The new, Advanced Research Computing (ARC) central HPC resource is supporting research across all four Divisions at the University of Oxford; Mathematical, Physical and Life Sciences; Medical Sciences; Social Sciences; and Humanities.
With around 120 active users per month, the new HPC resource will support a broad range of research projects across the University. As well as computational chemistry, engineering, financial modeling, and data mining of ancient documents, the new cluster will be used in collaborative projects like the T2K experiment using the J-PARC accelerator in Tokai, Japan. Other research will include the Square Kilometer Array (SKA) project, and anthropologists using agent-based modeling to study religious groups
The new service will also be supporting the Networked Quantum Information Technologies Hub (NQIT), led by Oxford, envisaged to design new forms of computers that will accelerate discoveries in science engineering and medicine.

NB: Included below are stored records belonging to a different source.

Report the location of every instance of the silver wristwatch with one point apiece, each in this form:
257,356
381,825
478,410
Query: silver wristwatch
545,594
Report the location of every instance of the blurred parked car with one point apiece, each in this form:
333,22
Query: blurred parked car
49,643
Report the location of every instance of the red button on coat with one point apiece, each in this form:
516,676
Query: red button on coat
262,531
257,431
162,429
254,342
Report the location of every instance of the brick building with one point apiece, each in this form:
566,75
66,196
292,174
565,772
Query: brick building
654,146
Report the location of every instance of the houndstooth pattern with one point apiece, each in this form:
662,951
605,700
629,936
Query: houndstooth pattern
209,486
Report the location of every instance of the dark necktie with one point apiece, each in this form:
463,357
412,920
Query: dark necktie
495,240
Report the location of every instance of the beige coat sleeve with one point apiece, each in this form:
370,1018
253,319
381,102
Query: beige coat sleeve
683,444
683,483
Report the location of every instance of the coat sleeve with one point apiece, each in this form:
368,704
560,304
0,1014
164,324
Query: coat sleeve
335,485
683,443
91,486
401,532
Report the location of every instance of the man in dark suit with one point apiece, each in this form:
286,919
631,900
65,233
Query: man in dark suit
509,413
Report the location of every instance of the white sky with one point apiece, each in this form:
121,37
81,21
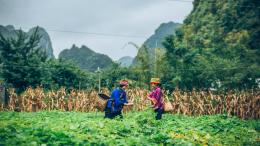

The new HPC cluster built by OCF comprises of Lenovo NeXtScale servers with Intel Haswell CPUs connected by 40GB Infiniband to an existing Panasas storage system. The storage system was also upgraded by OCF to add 166TBs giving a total of 400TBs of capacity. Existing Intel Ivy Bridge and Sandy Bridge CPUs from the University of Oxford’s older machine are still running and will be merged with the new cluster.
Twenty NVIDIA Tesla K40 GPUs were also added at the request of NQIT, who co-invested in the new machine. This will also bring benefit to NVIDIA’s CUDA Centre of Excellence, which is also based at the University.
“After seven years of use, our old SGI-based cluster really had come to end of life, it was very power hungry, so we were able to put together a good business case to invest in a new HPC cluster,” said Dr Andrew Richards, Head of Advanced Research Computing at the University of Oxford. “We can operate the new 5,000 core machine for almost exactly the same power requirements as our old 1,200 core machine.
The new cluster will not only support our researchers but will also be used in collaborative projects as well; we’re part of Science Engineering South, a consortium of five universities working on e-infrastructure particularly around HPC. We also work with commercial companies who can buy time on the machine so the new cluster is supporting a whole host of different research across the region.”
Simple Linux Utility Resource Manager (SLURM) job scheduler manages the new HPC resource, which is able to support both the GPUs and the three generations of Intel CPUs within the cluster.
Julian Fielden, Managing Director at OCF comments: “With Oxford providing HPC not just to researchers within the University, but to local businesses and in collaborative projects, such as the T2K and NQIT projects, the SLURM scheduler really was the best option to ensure different service level agreements can be supported. If you look at the Top500 list of the World’s fastest supercomputers, they’re now starting to move to SLURM. The scheduler was specifically requested by the University to support GPUs and the heterogeneous estate of different CPUs, which the previous TORQUE scheduler couldn’t, so this forms quite an important part of the overall HPC facility.”
Dr Richards continues: “As a central resource for the entire University, we really see ourselves as the first stepping stone into HPC. From PhD students upwards i.e. people that haven’t used HPC before – are who we really want to engage with. I don’t see our facility as just running a big machine, we’re here to help people do their research. That’s our value proposition and one that OCF has really helped us to achieve.”